Hereditary breast cancers not related to BRCA mutations are referred to as non-BRCA familial breast cancer or BRCAX. Gene mutations that are linked to breast cancer include those in ATM CDH1, CHEK2, PALB2, PTKN, STK11, and TP53. There are likely many more waiting for discovery, but the research is still in the early stages.

Getting Tested for BRCA Mutations

Overall, genetic testing for breast cancer genes is not standard. However, women who have a family history of breast cancer or who have personally had breast cancer at a young age are often given a recommendation for genetic testing. And while your health insurance carrier might not cover the cost of genetic testing if you are not high risk, you still can get tested and pay for it out of pocket.

Keep in mind that a negative test result (no identified breast cancer genes) does not mean that you will not get breast cancer. Rather, having a positive result (an identified breast cancer gene) may mean that you need to have screening mammograms at a younger age (normally they are recommended yearly starting at age 40).

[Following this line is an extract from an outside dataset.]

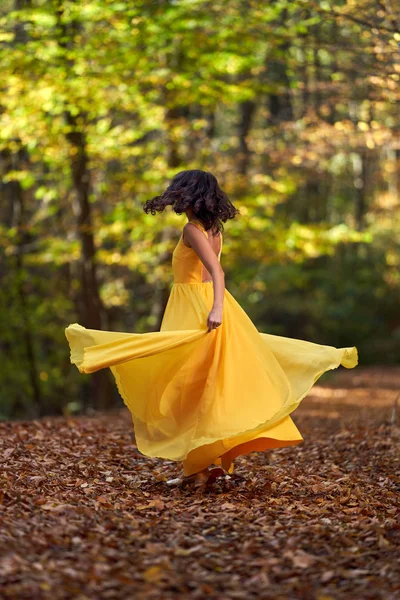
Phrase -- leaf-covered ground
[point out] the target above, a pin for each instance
(84, 515)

Some women who have BRCA mutations opt to use hormone therapy that is normally used to treat breast cancer. Hormone treatment is not without risks, however, and might not prevent cancer. Another option— prophylactic mastectomy, is surgical removal of the breasts (usually followed by reconstruction) when there is a high risk of breast cancer. Prophylactic mastectomy is a very personal choice that you have to weigh with your doctor.

A Word From Verywell

If you are thinking about getting tested for breast cancer genes, you should speak with your doctor and/or a genetic counselor before and after your test. You may be faced with some major decisions if you test positive for BRCA genes or other breast cancer genes (often called non-BRCA gene mutations).

Once you have the information, you can work with your doctor and genetic counselor to decide on your next steps, which will include breast cancer screening and potentially other therapies, such as hormone therapy or surgery.